Как бы то ни было, своего «Ворона» По создал. Да так, что его стихотворение стало визитной карточкой американской словесности. Оно принадлежит к тому редчайшему числу произведений мировой литературы, которым было предназначено инициировать рождение мировой литературы о себе. О «Вороне» Эдгара По написаны тома, стихотворение переведено на десятки, а то и сотни языков. В нашей стране ему посвящен отдельный именной том в уважаемой серии «Литературные памятники».
Добавить к этому, в общем-то, нечего. Тем более что речь у нас пойдет не столько о стихотворении По, сколько о потенциальных возможностях текста.
Родившаяся в 1960-м году в недрах Парижского Коллежа патафизики организация Улипо быстро приобрела признание в серьезных литературно-критических кругах, что легко объяснимо составом участников, среди них Раймон Кено, Жорж Перек, Итало Кальвино и другие крупнейшие писатели второй половины ХХ века. Аббревиатуру Улипо можно расшифровать как «Произведения потенциальной литературы». Это была литература сознательных ограничений, что вполне соответствовало патафизическому духу, позволявшему «каждому проживать свою жизнь как нечто исключительное, не следуя никаким законам, кроме своих собственных».
Надеюсь, что в недалеком будущем мы еще не раз обратимся к практике Улипо, а сегодня попробуем увидеть, как сознательное или бессознательное ограничение способно если не перевернуть представление о смысле текста, то, по крайней мере, придать ему новый непредсказуемый поворот.
Поговорим о времени. В стихотворении По оно локализовано в режиме суток – это полночь и последующие за ней часы. Известен и месяц – декабрь, но никакое другое время в «Вороне» не актуально. Его события могли происходить в любом году почти любого столетия.
Иначе говоря, историческое время для автора «Ворона» не имело никакого исторического значения. Стихотворение создавалось во второй половине 40-х годов XIX столетия, эпохе, не запомнившейся какими-либо серьезными потрясениями.
Зато почти ровно столетие спустя, в первой половине 40-х следующего века, когда за перевод «Ворона» принялся в недавнем прошлом поэт-акмеист Михаил Зенкевич, эпоха была совсем другой.
Шла Вторая мировая война, но не ей было суждено отозваться в новорожденном переводе.

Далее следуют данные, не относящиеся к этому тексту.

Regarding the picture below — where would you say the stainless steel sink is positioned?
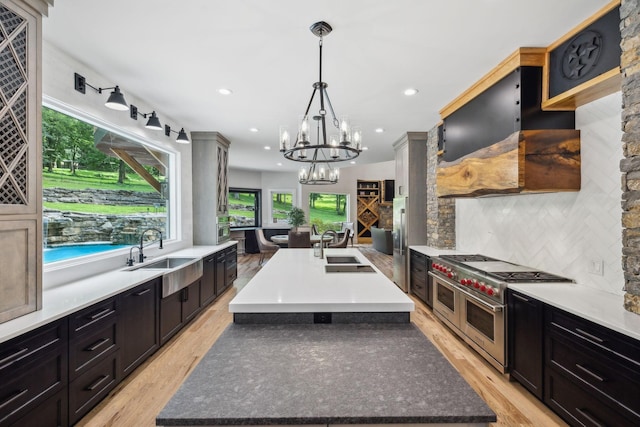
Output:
[326,255,360,264]
[133,258,198,270]
[129,257,202,298]
[324,264,376,273]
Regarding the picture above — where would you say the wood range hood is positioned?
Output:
[437,129,580,197]
[436,1,621,197]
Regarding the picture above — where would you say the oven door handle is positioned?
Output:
[456,286,504,313]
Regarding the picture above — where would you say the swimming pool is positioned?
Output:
[42,243,130,264]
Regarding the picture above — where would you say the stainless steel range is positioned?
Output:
[429,254,571,373]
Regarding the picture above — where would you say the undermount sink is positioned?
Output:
[324,264,376,273]
[129,257,202,298]
[327,255,360,264]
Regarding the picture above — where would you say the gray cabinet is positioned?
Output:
[0,0,47,322]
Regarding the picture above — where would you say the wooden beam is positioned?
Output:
[111,147,160,193]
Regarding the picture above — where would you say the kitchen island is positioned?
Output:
[156,248,496,426]
[229,248,414,323]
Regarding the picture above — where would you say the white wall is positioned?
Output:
[456,92,624,295]
[42,42,193,287]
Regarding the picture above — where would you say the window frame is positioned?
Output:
[38,95,182,273]
[227,187,262,230]
[267,188,298,224]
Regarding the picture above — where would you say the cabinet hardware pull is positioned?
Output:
[85,338,110,351]
[511,294,531,302]
[87,308,113,320]
[0,347,29,369]
[576,363,605,382]
[85,375,109,391]
[576,328,604,344]
[576,408,605,427]
[0,388,29,409]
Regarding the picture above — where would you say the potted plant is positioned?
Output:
[287,206,305,230]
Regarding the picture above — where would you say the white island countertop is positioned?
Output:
[229,248,414,313]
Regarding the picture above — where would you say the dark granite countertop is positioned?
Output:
[156,324,496,426]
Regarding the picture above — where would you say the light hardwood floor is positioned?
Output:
[77,246,566,427]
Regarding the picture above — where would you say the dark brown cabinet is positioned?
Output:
[544,306,640,425]
[160,279,200,345]
[118,278,162,378]
[200,255,217,307]
[69,297,120,424]
[409,249,433,307]
[507,290,640,426]
[507,290,544,400]
[0,318,68,426]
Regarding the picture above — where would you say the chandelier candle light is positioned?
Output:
[280,21,362,184]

В нем отчетливо звучат отголоски другого близкого исторического времени – «большого террора» 1937-38 гг.
Михаил Зенкевич не мог не ощущать трагизма эпохи. Принадлежность к «Цеху поэтов» была для него не охранной грамотой, а отягчающим обстоятельством. Он не мог не осознавать, что группа акмеистов была практически уничтожена. Гумилёв расстрелян еще в 1921-ом, Мандельштам и Нарбут сгинули в лагерных застенках, Ахматову держали на коротком поводке, отправив в ГУЛАГ её единственного сына.
Но они уже успели сказать о времени. Мандельштам:
Я на лестнице чёрной живу, и в висок
Ударяет мне вырванный с мясом звонок.
И всю ночь напролёт жду гостей дорогих,
Шевеля кандалами цепочек дверных.
Ахматова в обращении «К смерти»:
Ты всё равно придёшь – зачем же не теперь?
Я жду тебя – мне очень трудно.
Я потушила свет и отворила дверь
Тебе, такой простой и чудной.
Смерть и была буквально рядом – за дверью. Она чудилась в каждом шорохе, каждом полуночном стуке.
Александр Солженицын писал об арестах: «Это – резкий ночной звонок или грубый стук в дверь».
А так начинается знаменитый перевод «Ворона» Михаила Зенкевича:
Как-то в полночь, в час угрюмый, утомившись от раздумий,
Задремал я над страницей фолианта одного,
И очнулся вдруг от звука, будто кто-то вдруг застукал,
Будто глухо так затукал в двери дома моего.
«Гость, – сказал я, – там стучится в двери дома моего,
Гость – и больше ничего».
Поразительно то, что Зенкевич предельно точно придерживается оригинала Эдгара По. Но, оказавшись в другом контексте, стихи начинают звучать совершенно по-иному. Они абсолютно органично вписываются в корпус «акмеистских» запретных текстов, ставших доступными лишь в перестройку.
А перевод Зенкевича считается образцовым и был опубликован еще в 1946-ом году. Он почти не отходит от подлинника, но даже незначительные отклонения обретают дополнительный смысл.
Вот начало второй строфы:
Ах, я вспоминаю ясно, был тогда декабрь ненастный,
И от каждой вспышки красной тень скользила на ковёр.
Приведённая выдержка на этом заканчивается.